C’est sur ce vers que nous introduisons cette lettre aux allures d’alerte à la bombe adressée à la bien-pensance malienne.
En effet, depuis un certain temps nous constatons de profondes mutations sur le plan sociétal, un malaise généralisé s’empare du pays. Notre jeunesse dans sa grande majorité demeure sans repères, déboussolée, dans un grand besoin de s’identifier. Elle semble plutôt s’inscrire dans une logique de défiance. Les citoyens de manière générale désavouent l’Etat et les institutions qui l’incarnent (parce que ne lui trouvant plus légitime), le fossé entre l’élite et sa base s’élargit inexorablement, l’institution sociale de base (la famille) n’éduque ni n’élève encore, on crie haro sur les partis politiques, l’idée d’une résistance citoyenne face à l’aristocratie élitiste germe et semble de mieux en mieux organisée. Le temps de l’Etat légitime paraît révolu. Des insurrections parfois pensées parfois spontanées s’observent un peu partout dans le pays. Bref, la société malienne semble enclencher une nouvelle dynamique, mais dans quel sens ?

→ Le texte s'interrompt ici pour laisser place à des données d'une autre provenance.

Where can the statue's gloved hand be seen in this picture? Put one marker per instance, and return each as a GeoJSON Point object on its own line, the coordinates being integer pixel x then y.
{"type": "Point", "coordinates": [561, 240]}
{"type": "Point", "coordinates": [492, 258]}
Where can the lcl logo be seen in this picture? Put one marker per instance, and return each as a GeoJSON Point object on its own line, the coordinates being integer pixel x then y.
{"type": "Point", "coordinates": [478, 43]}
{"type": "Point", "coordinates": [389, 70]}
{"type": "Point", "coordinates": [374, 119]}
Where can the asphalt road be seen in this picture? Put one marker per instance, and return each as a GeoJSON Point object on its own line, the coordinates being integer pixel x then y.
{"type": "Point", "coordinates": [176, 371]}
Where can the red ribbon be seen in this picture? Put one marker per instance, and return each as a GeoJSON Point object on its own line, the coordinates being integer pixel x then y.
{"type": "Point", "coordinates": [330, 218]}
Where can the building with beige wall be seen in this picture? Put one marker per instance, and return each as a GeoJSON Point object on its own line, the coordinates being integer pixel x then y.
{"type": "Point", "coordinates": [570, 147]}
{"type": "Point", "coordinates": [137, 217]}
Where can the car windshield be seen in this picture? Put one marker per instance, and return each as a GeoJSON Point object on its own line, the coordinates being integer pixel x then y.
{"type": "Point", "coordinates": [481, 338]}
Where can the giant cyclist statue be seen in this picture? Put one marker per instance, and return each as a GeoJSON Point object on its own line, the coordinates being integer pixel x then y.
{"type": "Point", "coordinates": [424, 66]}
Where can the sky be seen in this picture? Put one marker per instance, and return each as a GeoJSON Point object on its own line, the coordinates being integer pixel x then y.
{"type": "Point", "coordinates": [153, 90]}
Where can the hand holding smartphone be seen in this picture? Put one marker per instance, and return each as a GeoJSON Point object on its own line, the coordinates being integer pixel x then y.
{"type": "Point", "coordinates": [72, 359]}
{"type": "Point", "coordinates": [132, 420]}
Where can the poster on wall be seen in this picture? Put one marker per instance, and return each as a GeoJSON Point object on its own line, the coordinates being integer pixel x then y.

Dès lors, n’est-il pas raisonnable que de conclure à la fin d’un temps ?
Chers gens de l’intelligentsia malienne,
Vous direz que rien n’est indéfiniment statique, que le Changement est un phénomène inévitable à caractère cyclique auquel sont soumis tous les peuples du monde, serait une insulte à cette grande capacité intellectuelle dont vous disposez, qui vous distingue du banal et vous permet de justifier vos différentes positions privilégiées dans la pyramide sociale.

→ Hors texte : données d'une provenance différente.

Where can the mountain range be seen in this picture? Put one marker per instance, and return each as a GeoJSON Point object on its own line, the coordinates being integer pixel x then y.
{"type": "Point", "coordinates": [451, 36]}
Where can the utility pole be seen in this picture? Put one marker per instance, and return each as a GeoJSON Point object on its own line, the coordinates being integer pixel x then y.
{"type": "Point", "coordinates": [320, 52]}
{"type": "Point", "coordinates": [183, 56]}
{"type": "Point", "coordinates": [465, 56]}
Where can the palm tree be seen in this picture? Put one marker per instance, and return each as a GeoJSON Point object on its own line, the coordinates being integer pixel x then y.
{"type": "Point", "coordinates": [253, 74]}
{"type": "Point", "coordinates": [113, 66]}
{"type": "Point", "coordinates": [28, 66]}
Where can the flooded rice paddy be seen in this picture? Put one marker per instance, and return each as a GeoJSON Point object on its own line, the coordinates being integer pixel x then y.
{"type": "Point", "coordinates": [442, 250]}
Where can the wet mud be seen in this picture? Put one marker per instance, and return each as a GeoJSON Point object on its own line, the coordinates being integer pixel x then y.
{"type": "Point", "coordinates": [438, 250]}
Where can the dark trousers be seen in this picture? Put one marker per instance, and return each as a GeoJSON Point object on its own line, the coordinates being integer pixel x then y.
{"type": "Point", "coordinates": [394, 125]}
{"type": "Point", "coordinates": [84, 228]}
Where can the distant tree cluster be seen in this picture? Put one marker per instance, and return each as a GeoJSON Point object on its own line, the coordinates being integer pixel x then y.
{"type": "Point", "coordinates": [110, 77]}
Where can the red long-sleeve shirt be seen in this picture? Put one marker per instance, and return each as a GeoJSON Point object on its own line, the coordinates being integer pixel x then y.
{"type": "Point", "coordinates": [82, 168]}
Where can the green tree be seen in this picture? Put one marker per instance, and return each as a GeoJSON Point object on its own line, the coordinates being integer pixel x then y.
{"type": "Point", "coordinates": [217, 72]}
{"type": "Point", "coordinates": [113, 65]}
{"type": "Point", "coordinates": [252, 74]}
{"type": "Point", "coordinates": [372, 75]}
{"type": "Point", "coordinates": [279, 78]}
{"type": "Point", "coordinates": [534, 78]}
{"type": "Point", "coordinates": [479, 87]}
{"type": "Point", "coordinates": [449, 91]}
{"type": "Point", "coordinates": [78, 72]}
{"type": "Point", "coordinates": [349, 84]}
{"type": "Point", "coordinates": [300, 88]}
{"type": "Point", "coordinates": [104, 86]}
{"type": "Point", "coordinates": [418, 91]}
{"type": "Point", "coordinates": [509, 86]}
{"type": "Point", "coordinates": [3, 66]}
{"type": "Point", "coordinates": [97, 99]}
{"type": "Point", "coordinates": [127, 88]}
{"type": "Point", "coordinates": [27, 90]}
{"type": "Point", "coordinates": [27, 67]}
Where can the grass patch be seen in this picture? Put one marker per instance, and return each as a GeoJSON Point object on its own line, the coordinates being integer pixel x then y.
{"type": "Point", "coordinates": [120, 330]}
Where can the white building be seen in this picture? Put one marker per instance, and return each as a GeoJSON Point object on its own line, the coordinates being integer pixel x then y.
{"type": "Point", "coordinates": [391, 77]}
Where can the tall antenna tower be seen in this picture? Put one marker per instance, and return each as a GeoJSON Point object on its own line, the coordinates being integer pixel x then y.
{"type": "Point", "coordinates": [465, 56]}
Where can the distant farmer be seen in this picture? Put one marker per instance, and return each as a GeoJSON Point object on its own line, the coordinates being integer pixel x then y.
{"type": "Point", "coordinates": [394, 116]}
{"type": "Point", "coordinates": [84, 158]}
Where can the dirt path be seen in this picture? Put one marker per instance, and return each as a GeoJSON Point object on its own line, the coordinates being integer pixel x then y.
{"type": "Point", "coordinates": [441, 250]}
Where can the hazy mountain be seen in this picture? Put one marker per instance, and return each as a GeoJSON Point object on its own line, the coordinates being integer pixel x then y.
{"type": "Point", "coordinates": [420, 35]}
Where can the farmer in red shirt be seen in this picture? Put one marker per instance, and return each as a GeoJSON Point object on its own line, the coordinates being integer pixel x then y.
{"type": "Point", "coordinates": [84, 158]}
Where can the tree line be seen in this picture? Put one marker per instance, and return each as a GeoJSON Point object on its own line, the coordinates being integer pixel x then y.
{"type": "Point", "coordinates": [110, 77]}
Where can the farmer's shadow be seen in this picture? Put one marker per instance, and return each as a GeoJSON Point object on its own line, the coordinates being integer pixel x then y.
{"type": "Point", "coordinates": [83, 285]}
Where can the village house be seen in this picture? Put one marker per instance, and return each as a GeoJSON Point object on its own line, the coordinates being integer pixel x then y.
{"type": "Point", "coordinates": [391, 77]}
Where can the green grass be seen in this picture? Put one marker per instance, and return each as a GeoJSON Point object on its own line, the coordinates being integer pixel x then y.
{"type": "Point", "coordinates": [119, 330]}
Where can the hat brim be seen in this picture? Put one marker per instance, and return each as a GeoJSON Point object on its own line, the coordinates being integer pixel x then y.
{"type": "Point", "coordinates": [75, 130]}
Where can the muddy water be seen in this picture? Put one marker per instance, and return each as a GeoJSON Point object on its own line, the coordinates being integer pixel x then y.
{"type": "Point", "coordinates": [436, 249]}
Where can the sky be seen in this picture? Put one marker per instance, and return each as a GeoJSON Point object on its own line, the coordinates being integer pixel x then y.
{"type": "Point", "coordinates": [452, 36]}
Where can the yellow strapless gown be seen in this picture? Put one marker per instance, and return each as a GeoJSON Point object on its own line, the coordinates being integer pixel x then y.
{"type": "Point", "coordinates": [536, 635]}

Aussi, vous rappeler l’un des enseignements fondamentaux du philosophe théoricien du pouvoir qui dit ceci : « face au changement (qui est inéluctable par ailleurs), le souverain doit développer deux aptitudes fondamentales qui restent la prévisibilité et la mesure… » et de continuer en disant que la prévisibilité du souverain lui permettra d’être acteur du changement au lieu de le subir infailliblement. La mesure lui permettra de vaincre son égo et accepter l’immuable, n’en demeurerait pas moins une insulte à vos distinguées personnalités tant vous ne manquez pas de culture.
Vous rappelez également que Gouverner c’est anticiper, pourrait s’avérer prétentieux.
Chers gens de la bien-pensance malienne,
Voudriez-vous comprendre que l’inédite crise déclenchée en 2012 et dont nous subissons encore les méfaits (toutes ces humiliations au quotidien) semble engendrer par ricochet, une prise de conscience généralisée chez les masses populaires ? En effet, comme toute situation profondément douloureuse, la crise a provoqué une vague d’indignations et l’indignation sur le plan humain, a une vertu : elle permet à l’indigné de se découvrir. Le peuple malien semble donc se découvrir et prêt à défier ce malheureux système qui lui tient depuis près de trente (30) ans. La plupart de vos compatriotes indexe le système actuel de gouvernance né de mars 1991, comme étant à l’origine des malheurs de l’heure.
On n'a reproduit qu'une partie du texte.